Piss off point two. I was told there was some great germination of desert wildflowers out at Fossil Canyon ( Shell Canyon) in an area of the desert I don’t normally go to. So I thought I should check it out for the coming weeks when the deserts (hopefully) come alive with beautiful wildflowers to bring a different andcolorful look to the often mono-toned desert landscape. So I drive 100 miles…and there is nothing, nada, zip, zero. I have no clue what they were talking about in a web piece I had read. It was as barren as I have seen.
So, I parked and ate lunch anyway and then decided to check out Shell Canyon since I have never hiked there before. It didn’t look promising but I was there and nothing much else to do. Maybe there was some hidden gem up the trail. So after lunch I just grabbed my 5D and a 17-40 L Lens and nothing else for a quick walk into the canyon. Hopefully there would be something interesting. There wasn’t. It was pretty run of the mill as far as desert canyons go. Pretty drab. NO plant life really to speak of. Not even any really interesting formations to shoot. So after about 1/4 mile I turn around and head out.
Pretty dejected on the way out, as I near the mouth of the canyon I see this light on a single rock. It looks pretty cool but I don’t think much of it. But I stop and handheld, I fire off a 3 exposure +-2 set and I continue on my merry way.
I spent the rest of the day in Agua Caliente, a part of the Anza-Borrego desert that isn’t visited by many but there are some nice areas of fish hook cactus, teddy bear chollas and agaves.

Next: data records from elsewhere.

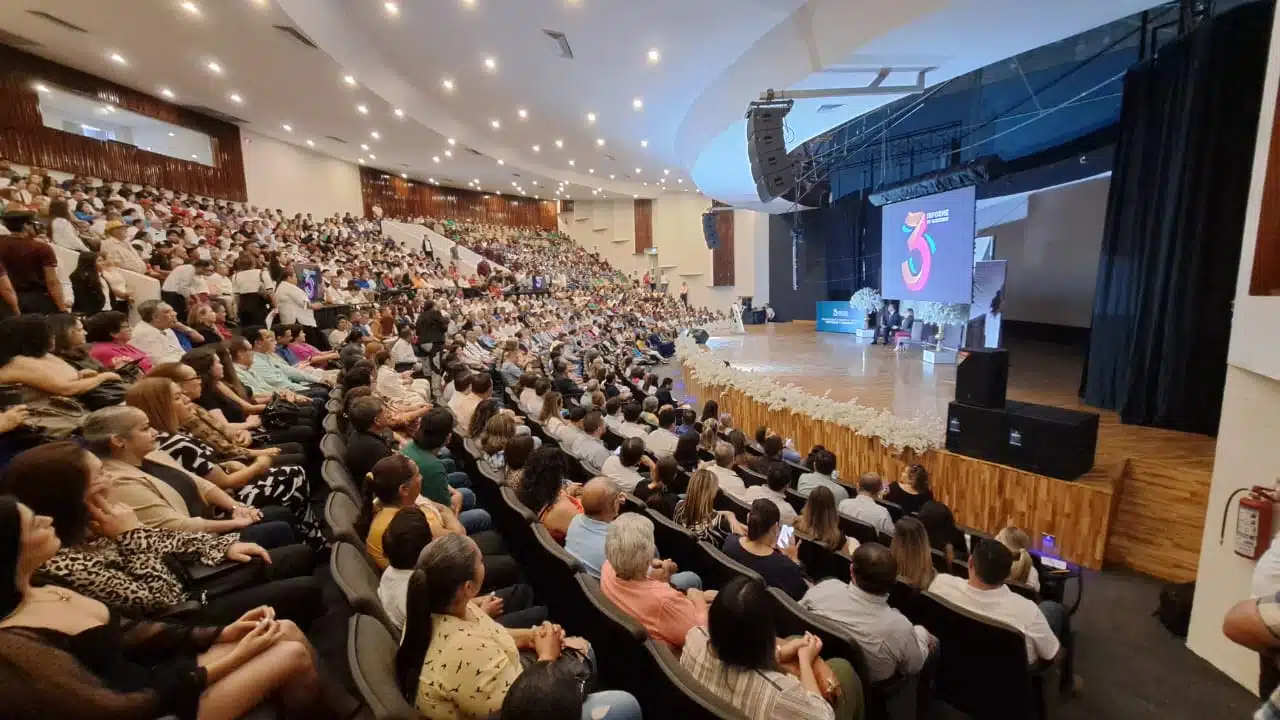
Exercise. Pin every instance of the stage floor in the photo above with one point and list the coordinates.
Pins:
(1164, 475)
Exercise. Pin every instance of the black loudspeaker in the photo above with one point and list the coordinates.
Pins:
(1051, 441)
(772, 168)
(982, 377)
(709, 233)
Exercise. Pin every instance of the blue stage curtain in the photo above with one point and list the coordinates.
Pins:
(1175, 217)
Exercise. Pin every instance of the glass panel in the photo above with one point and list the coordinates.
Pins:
(81, 114)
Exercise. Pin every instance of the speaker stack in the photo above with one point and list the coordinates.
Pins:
(1040, 438)
(772, 168)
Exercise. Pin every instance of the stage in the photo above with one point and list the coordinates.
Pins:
(1141, 506)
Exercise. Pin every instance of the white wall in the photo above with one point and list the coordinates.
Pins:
(608, 227)
(298, 181)
(1054, 254)
(1247, 449)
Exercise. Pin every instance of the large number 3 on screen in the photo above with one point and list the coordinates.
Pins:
(917, 241)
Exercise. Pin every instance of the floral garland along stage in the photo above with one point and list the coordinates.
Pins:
(920, 433)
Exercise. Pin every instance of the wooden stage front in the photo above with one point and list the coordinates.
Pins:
(1142, 506)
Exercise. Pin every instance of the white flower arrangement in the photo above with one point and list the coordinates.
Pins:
(867, 300)
(919, 433)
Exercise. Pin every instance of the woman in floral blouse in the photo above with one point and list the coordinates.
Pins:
(112, 557)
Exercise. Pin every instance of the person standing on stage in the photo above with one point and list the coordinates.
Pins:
(887, 323)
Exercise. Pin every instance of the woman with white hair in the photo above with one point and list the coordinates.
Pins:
(639, 583)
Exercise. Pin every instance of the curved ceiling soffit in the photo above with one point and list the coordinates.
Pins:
(324, 22)
(817, 35)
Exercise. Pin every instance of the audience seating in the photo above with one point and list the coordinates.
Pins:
(342, 514)
(338, 479)
(357, 580)
(371, 659)
(999, 686)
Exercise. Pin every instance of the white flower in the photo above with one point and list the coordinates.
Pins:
(919, 433)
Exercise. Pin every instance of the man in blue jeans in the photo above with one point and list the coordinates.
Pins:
(440, 482)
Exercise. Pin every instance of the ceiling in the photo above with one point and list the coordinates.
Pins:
(713, 57)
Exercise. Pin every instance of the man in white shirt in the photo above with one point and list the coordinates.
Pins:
(986, 593)
(823, 468)
(777, 481)
(624, 466)
(890, 643)
(155, 336)
(730, 482)
(864, 507)
(663, 441)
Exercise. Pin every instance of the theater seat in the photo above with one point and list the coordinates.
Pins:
(341, 514)
(717, 569)
(338, 479)
(357, 580)
(371, 657)
(982, 664)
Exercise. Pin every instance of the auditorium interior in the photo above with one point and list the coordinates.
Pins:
(556, 359)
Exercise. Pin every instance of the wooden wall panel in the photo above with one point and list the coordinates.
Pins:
(722, 258)
(24, 139)
(1266, 256)
(644, 224)
(400, 199)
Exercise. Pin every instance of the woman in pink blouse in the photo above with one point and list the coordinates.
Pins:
(110, 335)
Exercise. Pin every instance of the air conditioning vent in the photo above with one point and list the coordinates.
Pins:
(562, 48)
(216, 114)
(296, 35)
(58, 21)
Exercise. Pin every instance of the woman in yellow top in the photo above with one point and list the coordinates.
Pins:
(456, 662)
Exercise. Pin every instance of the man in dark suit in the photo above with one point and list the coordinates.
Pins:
(887, 323)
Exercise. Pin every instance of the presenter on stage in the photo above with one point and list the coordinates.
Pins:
(887, 322)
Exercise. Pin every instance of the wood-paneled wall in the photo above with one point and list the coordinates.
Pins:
(1266, 256)
(26, 140)
(982, 495)
(402, 197)
(644, 224)
(722, 258)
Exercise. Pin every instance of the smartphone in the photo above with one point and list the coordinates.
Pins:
(785, 536)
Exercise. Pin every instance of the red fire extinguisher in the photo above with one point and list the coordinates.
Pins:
(1253, 520)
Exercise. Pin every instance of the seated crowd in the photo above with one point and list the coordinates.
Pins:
(163, 479)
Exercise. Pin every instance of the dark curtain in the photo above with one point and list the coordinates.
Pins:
(1175, 217)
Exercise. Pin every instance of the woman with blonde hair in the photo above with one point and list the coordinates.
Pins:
(910, 547)
(698, 514)
(280, 493)
(821, 523)
(1023, 573)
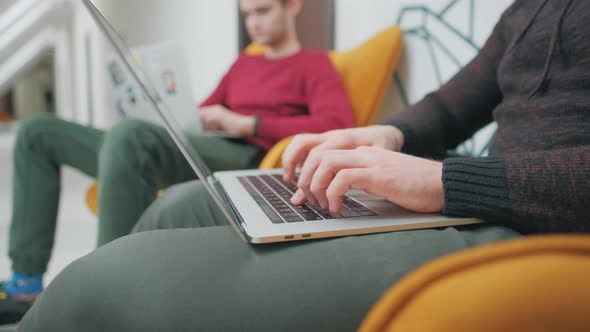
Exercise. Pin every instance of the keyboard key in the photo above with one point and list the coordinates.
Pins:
(311, 216)
(368, 213)
(294, 219)
(348, 213)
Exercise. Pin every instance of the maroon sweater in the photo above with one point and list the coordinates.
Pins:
(301, 93)
(532, 77)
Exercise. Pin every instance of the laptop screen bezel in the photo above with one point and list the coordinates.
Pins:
(170, 123)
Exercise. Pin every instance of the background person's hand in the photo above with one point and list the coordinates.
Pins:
(305, 146)
(410, 182)
(218, 117)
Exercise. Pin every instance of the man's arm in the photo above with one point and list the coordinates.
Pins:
(545, 191)
(462, 106)
(328, 104)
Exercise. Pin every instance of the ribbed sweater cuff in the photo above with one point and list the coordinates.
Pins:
(476, 187)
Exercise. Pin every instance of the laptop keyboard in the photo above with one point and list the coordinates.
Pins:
(273, 195)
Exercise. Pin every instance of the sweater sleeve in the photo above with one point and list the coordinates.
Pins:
(463, 105)
(545, 191)
(328, 104)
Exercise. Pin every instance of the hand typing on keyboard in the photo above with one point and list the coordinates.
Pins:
(328, 173)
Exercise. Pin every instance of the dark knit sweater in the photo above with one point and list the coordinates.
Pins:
(533, 78)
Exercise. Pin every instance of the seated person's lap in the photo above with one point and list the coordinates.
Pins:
(223, 283)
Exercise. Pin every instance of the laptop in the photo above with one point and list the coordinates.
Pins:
(256, 202)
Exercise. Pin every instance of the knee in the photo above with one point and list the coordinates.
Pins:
(75, 295)
(123, 144)
(35, 129)
(170, 210)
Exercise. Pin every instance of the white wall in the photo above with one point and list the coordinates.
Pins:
(207, 30)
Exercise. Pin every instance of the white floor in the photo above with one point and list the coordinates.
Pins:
(76, 235)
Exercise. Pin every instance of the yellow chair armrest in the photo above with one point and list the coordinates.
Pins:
(529, 284)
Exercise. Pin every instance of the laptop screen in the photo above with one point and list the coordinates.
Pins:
(170, 122)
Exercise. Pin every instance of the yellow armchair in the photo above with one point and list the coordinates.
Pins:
(529, 284)
(366, 72)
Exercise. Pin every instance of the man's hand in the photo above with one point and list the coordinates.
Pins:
(410, 182)
(217, 117)
(304, 146)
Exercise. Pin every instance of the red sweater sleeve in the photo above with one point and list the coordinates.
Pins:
(329, 106)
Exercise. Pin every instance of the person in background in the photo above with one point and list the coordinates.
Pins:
(261, 99)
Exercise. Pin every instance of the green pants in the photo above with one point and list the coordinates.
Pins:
(132, 162)
(207, 279)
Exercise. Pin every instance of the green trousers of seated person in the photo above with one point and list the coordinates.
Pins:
(132, 162)
(206, 279)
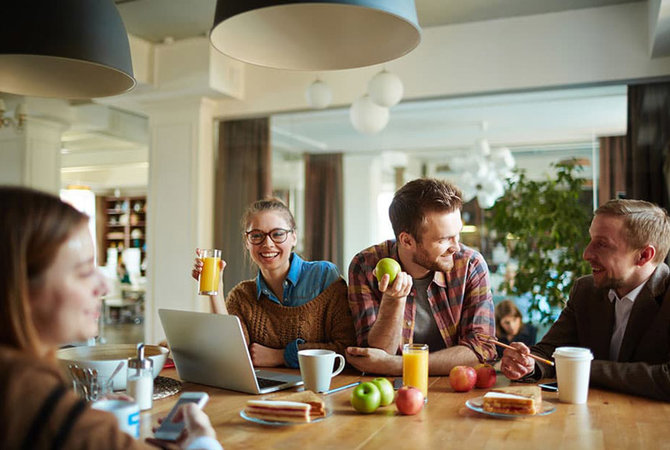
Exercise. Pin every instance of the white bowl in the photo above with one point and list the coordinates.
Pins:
(104, 358)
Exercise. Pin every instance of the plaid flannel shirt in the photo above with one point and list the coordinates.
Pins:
(460, 299)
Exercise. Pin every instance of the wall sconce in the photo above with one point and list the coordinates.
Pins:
(17, 121)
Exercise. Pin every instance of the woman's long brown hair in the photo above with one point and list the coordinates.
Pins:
(33, 227)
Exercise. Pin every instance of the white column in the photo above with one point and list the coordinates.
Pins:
(362, 180)
(180, 205)
(31, 156)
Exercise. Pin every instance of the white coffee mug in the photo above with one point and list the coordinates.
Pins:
(573, 370)
(126, 413)
(316, 368)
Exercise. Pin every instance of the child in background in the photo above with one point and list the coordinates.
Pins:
(510, 327)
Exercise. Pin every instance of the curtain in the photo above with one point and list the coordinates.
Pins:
(648, 139)
(613, 155)
(243, 175)
(324, 208)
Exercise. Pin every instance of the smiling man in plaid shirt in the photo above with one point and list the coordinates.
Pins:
(441, 297)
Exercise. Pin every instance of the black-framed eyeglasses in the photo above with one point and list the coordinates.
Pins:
(278, 235)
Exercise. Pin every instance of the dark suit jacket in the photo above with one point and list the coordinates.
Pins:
(588, 319)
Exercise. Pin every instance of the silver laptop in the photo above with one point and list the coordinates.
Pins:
(210, 349)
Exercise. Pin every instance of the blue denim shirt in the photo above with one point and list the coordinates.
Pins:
(305, 280)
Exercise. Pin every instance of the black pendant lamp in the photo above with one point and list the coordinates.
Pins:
(315, 35)
(64, 48)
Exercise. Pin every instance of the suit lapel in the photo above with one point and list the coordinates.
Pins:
(643, 313)
(602, 326)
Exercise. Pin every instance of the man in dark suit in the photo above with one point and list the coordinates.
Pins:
(621, 312)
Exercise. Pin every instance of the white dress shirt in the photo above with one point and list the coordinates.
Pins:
(622, 308)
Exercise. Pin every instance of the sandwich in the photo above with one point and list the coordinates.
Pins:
(513, 400)
(317, 405)
(278, 411)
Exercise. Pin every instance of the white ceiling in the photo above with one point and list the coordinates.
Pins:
(429, 129)
(155, 20)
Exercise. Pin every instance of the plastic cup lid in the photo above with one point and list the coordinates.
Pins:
(573, 353)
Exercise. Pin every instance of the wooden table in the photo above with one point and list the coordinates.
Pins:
(609, 420)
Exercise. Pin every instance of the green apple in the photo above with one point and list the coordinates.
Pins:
(387, 265)
(385, 389)
(366, 397)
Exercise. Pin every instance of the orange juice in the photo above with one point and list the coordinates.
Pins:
(209, 278)
(415, 367)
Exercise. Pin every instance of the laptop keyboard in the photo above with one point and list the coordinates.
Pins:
(266, 382)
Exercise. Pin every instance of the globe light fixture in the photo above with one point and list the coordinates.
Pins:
(367, 117)
(315, 35)
(66, 49)
(318, 95)
(385, 89)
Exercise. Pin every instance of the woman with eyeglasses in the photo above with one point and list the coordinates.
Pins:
(292, 304)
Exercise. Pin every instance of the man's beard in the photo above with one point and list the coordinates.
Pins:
(420, 258)
(609, 283)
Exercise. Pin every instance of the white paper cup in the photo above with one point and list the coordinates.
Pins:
(316, 368)
(126, 413)
(573, 368)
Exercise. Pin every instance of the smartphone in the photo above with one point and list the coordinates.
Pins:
(552, 387)
(170, 431)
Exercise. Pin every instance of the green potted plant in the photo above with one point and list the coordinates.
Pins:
(545, 228)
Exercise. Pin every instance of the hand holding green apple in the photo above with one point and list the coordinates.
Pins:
(387, 266)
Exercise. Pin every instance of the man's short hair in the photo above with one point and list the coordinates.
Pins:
(415, 199)
(644, 224)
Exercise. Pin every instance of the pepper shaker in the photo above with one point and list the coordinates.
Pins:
(140, 379)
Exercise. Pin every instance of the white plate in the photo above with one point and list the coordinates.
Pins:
(476, 404)
(277, 423)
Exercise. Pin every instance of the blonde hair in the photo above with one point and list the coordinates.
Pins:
(267, 204)
(644, 224)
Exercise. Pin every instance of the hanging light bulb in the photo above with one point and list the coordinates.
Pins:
(385, 89)
(301, 35)
(318, 95)
(367, 117)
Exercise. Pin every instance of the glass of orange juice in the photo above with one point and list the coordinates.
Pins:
(415, 367)
(209, 277)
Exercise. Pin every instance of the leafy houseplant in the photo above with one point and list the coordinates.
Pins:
(546, 230)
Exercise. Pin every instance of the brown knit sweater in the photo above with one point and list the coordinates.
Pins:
(323, 322)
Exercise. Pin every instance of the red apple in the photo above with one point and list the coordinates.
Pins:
(409, 400)
(462, 378)
(486, 376)
(387, 266)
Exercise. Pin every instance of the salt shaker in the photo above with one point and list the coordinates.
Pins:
(140, 379)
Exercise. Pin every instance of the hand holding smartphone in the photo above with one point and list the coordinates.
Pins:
(552, 387)
(170, 431)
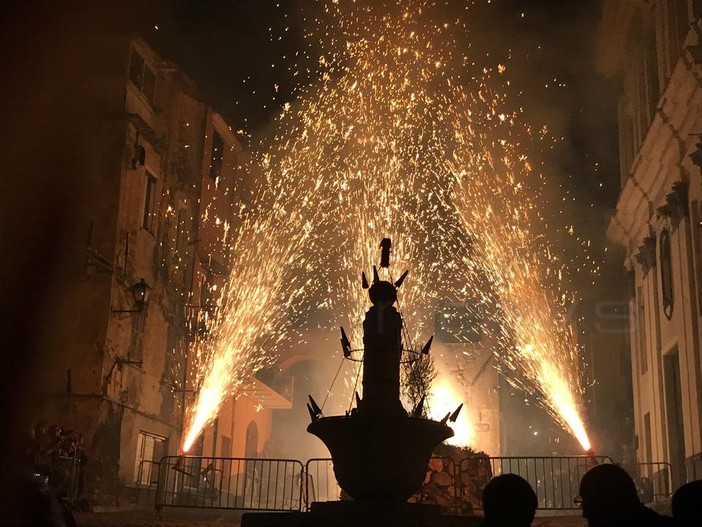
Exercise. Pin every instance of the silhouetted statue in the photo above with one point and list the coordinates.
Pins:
(687, 504)
(609, 499)
(382, 342)
(509, 501)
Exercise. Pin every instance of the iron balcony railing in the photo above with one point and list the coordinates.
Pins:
(230, 483)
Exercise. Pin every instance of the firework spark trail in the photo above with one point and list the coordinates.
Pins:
(417, 134)
(266, 279)
(400, 140)
(496, 206)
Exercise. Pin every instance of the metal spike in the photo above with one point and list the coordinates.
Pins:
(399, 281)
(364, 280)
(455, 413)
(345, 344)
(427, 346)
(385, 245)
(315, 406)
(313, 416)
(417, 412)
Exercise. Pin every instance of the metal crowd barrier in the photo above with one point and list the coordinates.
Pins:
(653, 480)
(287, 485)
(230, 483)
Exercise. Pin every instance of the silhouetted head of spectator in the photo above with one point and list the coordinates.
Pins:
(687, 504)
(509, 500)
(40, 428)
(608, 492)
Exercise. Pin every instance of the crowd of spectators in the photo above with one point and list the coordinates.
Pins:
(59, 454)
(608, 497)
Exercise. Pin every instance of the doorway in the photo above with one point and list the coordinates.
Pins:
(674, 417)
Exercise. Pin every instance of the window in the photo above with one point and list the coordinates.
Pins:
(149, 216)
(216, 157)
(641, 327)
(150, 449)
(142, 76)
(666, 274)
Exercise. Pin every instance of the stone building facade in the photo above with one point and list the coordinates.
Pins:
(158, 180)
(658, 220)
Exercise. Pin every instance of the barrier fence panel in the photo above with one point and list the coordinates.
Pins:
(230, 483)
(653, 480)
(287, 485)
(320, 481)
(555, 479)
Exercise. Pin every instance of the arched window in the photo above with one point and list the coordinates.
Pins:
(251, 447)
(666, 274)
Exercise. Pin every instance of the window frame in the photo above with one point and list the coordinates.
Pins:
(148, 219)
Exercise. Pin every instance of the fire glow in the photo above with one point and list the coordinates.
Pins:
(444, 399)
(402, 139)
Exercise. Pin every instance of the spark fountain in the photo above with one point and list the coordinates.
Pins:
(380, 453)
(402, 134)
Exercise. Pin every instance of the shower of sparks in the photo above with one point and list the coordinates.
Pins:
(401, 138)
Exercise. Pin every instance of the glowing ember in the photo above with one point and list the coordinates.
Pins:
(400, 139)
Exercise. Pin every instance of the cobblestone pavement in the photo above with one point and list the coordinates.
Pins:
(149, 518)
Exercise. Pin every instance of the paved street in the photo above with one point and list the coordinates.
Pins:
(150, 518)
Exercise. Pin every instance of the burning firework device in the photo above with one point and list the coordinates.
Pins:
(178, 467)
(385, 246)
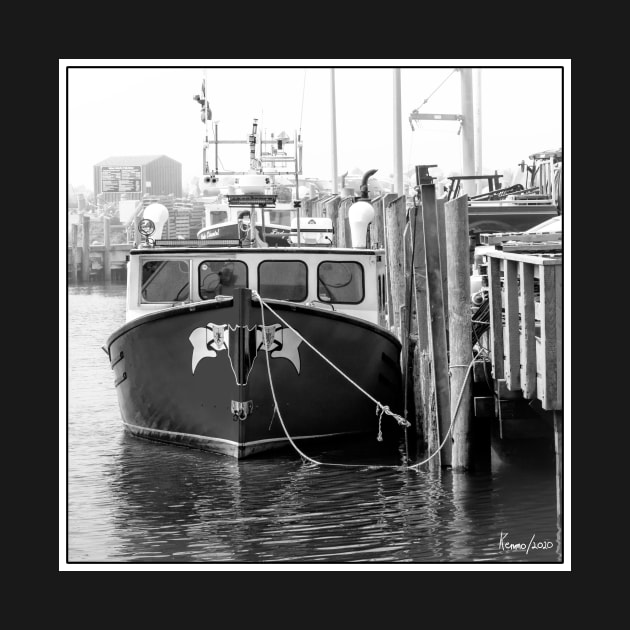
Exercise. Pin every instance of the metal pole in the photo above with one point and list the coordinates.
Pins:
(468, 136)
(333, 120)
(477, 134)
(398, 176)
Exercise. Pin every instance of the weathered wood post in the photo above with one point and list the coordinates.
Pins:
(387, 199)
(528, 330)
(559, 440)
(85, 253)
(424, 391)
(438, 323)
(332, 212)
(443, 256)
(74, 237)
(107, 259)
(460, 328)
(395, 225)
(340, 224)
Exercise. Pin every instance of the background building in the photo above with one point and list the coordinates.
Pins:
(135, 176)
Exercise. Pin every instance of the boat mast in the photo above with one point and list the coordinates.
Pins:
(333, 130)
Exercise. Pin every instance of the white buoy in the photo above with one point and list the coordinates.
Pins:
(360, 215)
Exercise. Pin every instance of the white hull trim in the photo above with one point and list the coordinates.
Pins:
(223, 445)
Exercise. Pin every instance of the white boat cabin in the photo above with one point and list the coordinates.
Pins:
(349, 281)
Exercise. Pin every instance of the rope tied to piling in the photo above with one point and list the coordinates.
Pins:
(380, 408)
(383, 409)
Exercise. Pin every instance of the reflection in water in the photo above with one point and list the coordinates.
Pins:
(132, 500)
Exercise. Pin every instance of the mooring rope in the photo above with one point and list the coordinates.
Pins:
(379, 407)
(453, 416)
(383, 408)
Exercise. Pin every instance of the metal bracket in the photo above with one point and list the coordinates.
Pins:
(240, 410)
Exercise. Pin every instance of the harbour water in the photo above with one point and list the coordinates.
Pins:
(135, 501)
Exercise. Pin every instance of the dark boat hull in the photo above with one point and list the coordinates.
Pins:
(197, 375)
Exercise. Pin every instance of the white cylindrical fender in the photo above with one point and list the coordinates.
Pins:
(360, 215)
(159, 215)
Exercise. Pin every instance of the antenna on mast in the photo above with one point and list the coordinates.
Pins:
(206, 116)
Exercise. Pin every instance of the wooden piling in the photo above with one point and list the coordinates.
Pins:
(443, 256)
(551, 338)
(340, 224)
(423, 383)
(107, 265)
(512, 347)
(85, 252)
(558, 431)
(437, 326)
(460, 328)
(496, 317)
(395, 225)
(528, 330)
(74, 237)
(332, 212)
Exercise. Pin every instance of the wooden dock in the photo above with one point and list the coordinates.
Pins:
(525, 292)
(91, 254)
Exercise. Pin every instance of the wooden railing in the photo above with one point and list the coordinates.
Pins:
(526, 323)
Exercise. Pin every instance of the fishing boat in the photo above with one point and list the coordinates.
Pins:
(240, 345)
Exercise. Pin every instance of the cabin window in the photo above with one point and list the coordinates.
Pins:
(221, 277)
(340, 282)
(165, 281)
(283, 280)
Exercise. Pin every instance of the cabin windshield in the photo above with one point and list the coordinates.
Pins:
(340, 282)
(165, 281)
(283, 280)
(221, 277)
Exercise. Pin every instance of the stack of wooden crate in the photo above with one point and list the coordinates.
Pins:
(197, 215)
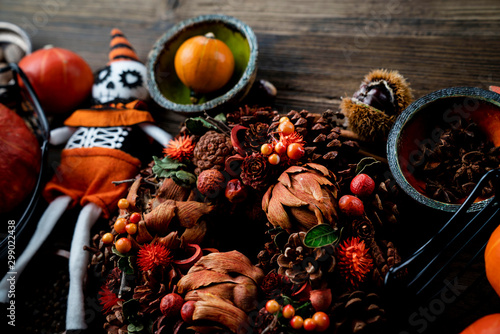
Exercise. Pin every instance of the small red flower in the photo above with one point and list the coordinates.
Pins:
(180, 149)
(354, 261)
(108, 299)
(151, 256)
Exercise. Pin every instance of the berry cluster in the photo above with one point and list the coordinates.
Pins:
(290, 144)
(123, 225)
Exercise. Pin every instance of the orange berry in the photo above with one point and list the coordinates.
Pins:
(108, 238)
(288, 311)
(295, 151)
(266, 149)
(272, 306)
(123, 245)
(120, 224)
(280, 148)
(286, 128)
(123, 204)
(274, 159)
(131, 228)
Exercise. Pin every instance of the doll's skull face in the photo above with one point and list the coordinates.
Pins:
(122, 79)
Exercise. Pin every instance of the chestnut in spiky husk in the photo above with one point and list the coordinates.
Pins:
(372, 110)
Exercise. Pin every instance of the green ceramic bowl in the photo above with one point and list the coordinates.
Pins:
(415, 126)
(170, 93)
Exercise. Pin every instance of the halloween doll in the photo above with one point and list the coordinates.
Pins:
(103, 144)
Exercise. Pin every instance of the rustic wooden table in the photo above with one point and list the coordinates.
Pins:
(314, 52)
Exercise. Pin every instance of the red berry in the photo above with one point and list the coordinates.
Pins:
(362, 185)
(288, 311)
(309, 325)
(108, 238)
(351, 205)
(135, 217)
(266, 149)
(295, 151)
(274, 159)
(297, 322)
(322, 321)
(280, 148)
(187, 311)
(131, 228)
(119, 225)
(171, 305)
(272, 306)
(123, 245)
(123, 204)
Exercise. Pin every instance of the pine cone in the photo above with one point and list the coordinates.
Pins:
(325, 146)
(301, 263)
(211, 151)
(385, 256)
(251, 115)
(358, 312)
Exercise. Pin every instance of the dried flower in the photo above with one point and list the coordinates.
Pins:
(151, 256)
(354, 261)
(180, 149)
(303, 197)
(108, 299)
(255, 171)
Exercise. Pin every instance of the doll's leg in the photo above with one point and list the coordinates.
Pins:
(47, 222)
(78, 261)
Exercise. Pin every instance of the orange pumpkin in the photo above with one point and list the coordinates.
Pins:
(492, 260)
(489, 324)
(204, 63)
(20, 157)
(61, 78)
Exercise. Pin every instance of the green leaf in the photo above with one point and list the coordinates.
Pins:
(368, 166)
(221, 118)
(321, 235)
(198, 125)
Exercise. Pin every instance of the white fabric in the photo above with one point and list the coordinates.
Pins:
(158, 134)
(46, 224)
(78, 261)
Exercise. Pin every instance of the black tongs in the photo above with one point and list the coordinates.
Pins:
(462, 240)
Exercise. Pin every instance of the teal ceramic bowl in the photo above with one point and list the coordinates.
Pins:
(416, 124)
(166, 88)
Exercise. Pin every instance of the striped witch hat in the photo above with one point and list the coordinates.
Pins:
(120, 48)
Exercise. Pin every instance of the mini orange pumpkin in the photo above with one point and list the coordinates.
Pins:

It’s early in the season so nothing spectacular for color but there was some beautiful light just before mountain sunset (Remember when shooting in a canyon or area surrounded by mountains that the sun will set behind those mountains about an hour or more before actual sunset) and I also was able to get a couple shots of coyote and jack rabbit which was nice. I’m usually not able to get as close as I did to them.
The day ended on a good note because for me, any day in the desert is a great day. This one was no different. The end of the day is always beautiful there. Even if there is nothing to shoot.
I got home and after dinner began to do my sort of the days shoot. I didn’t shoot much HDR because there wasn’t a need to. The light the rest of the day was quite beautiful but not super high in DR. So I processed a bunch of Black and White shots of cactus and the like. I got a few nice shots but nothing earth shattering. At the end I went back and processed that 3 shot I did at the mouth of the canyon.
I processed in Photomatix and the color image was nice but thenI took into Photoshop and I processed it using my convert to grayscale action I made…and there it was… that was the IT in it. There was the light you look for and it was at a point in the day where light is usually it’s worst – Midday. It was just a quick grab when there was nothing else to shoot. But that was the shot of the day. The one that makes everything worth the effort. Light – Found
Be Ready, you never know what you will find
PT
One Comment
Thanks Peter. I think that many photographers get locked into the concept of that Golden Hour light and as such often miss great photographic opportunities that exist (sometimes only exist) during those midday times that we often avoid. I’m no exception!